Beyond broader political statements, much of this album reckons with the practical ramifications of being an artist. The plainest example is the song “PAY ME IN PAIN,” a metaphorical map of everything KJADE has sacrificed for her career, with references to “splitting shins since the first grade” and the like. Set up as a victory lap with brassy horns opening the track, she highlights what she is and isn’t willing to give up, denouncing selling out first and foremost. Pain for profit is a common trope in rap music, something KJADE has a very practical reasoning for. She said very plainly, “I find a value in transmuting the hardships I’ve collected into something meaningful… My personal job as an artist is simply reporting my experience and defining what makes this current headspace of mine worthwhile until it develops and my life moves on. It’s just natural.” This motif translates into that of sacrifice as well, one you hear in lines like, “If I die before I wake, I will still be me.” However, in the age of musical artists as people versus their persona, KJADE had little interest in engaging with her alter ego, besides these brief allusions. Very wisely, she mentioned, “Open Mike Eagle [the rapper and producer] shared an observation the other day… ‘You don’t hear so often these artists request of their listeners to separate them from their art. It’s definitely a voluntary response.’ A lot of average people do this to grapple with the discomfort when feeling the distance between someone’s contributions to society and their personal politics. That’s nothing I expect of my listeners as someone who makes art that is naturally political.”
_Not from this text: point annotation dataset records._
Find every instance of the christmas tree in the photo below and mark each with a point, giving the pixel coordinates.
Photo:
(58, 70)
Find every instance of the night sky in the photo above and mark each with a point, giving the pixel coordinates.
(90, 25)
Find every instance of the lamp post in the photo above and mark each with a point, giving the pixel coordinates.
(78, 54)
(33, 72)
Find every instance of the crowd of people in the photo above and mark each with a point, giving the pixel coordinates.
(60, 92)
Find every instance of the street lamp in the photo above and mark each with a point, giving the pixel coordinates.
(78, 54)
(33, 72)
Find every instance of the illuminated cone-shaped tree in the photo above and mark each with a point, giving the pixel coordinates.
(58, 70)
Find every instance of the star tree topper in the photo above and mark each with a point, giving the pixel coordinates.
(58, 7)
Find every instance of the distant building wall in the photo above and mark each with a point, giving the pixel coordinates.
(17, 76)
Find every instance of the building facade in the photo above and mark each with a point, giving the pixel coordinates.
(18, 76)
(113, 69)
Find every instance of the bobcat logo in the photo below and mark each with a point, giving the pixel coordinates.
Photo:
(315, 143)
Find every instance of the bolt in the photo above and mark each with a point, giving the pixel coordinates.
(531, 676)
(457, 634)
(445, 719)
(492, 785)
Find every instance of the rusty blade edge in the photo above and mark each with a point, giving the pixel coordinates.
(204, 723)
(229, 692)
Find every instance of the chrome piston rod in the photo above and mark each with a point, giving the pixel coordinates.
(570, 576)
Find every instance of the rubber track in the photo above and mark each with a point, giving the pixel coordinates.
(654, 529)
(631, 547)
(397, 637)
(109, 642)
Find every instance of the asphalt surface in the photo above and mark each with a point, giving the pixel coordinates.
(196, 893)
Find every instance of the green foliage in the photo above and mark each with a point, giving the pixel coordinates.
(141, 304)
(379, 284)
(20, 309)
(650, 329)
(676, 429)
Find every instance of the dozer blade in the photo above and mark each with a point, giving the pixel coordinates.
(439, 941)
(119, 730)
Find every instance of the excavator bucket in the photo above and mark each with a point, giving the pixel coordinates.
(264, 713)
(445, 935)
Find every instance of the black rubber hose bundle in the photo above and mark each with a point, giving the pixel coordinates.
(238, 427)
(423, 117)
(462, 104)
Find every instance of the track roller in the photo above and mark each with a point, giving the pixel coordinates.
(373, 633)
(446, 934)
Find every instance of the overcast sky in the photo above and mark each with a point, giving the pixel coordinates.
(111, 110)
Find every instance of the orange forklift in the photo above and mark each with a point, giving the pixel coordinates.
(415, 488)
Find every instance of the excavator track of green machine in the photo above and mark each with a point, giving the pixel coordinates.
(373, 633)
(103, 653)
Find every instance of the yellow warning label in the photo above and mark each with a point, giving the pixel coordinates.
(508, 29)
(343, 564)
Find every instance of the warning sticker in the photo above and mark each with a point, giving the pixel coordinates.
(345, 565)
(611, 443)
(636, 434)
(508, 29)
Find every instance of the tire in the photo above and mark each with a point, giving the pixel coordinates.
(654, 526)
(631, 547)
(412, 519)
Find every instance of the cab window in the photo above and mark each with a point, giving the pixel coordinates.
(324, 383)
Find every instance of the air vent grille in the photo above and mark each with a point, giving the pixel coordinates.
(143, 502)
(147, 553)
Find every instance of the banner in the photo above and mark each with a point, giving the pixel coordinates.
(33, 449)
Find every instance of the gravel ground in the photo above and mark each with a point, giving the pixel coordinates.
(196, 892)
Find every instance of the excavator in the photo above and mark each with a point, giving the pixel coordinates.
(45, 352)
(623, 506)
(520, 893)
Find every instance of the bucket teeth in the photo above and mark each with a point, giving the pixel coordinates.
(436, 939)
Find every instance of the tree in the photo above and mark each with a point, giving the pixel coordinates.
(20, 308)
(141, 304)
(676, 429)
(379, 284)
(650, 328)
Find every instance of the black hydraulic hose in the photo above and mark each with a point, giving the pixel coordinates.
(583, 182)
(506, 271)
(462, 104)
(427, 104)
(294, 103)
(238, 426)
While this project delves into the uncomfortable, it is at its core an expression of KJADE finally feeling at ease when it comes to her self-expression. The sound feels like the distillation of KJADE’s very being, with the focus on creating a laidback ambiance rather than recognition. This is seen in the way the album itself was produced, with reverbed samplings of R&B and faded voice notes sprinkled throughout—a direct result of the development of KJADE’s mindset: “I feel like I can finally say I’m walking into soundscapes that are more relevant to me. My most recent album was approaching that, but with what I’m making now, I feel like I’ve caught up to a version of myself that I’ve only seen in my mind.” This new version is encapsulated in the passion KJADE has throughout On Everything I Love. But this passion doesn’t alienate. Instead, it’s conveyed with KJADE’s unique kind of levity, begging listeners to be brought into the fold. She explained it best herself, telling me, “The last joint elementally was so earth and water. This, to me, is pretty fiery and airy. [It] fully made space for a more colorful side of me that I don’t even think has fully come out yet, but definitely clears the air and rolls the rug to show out for my next thing.”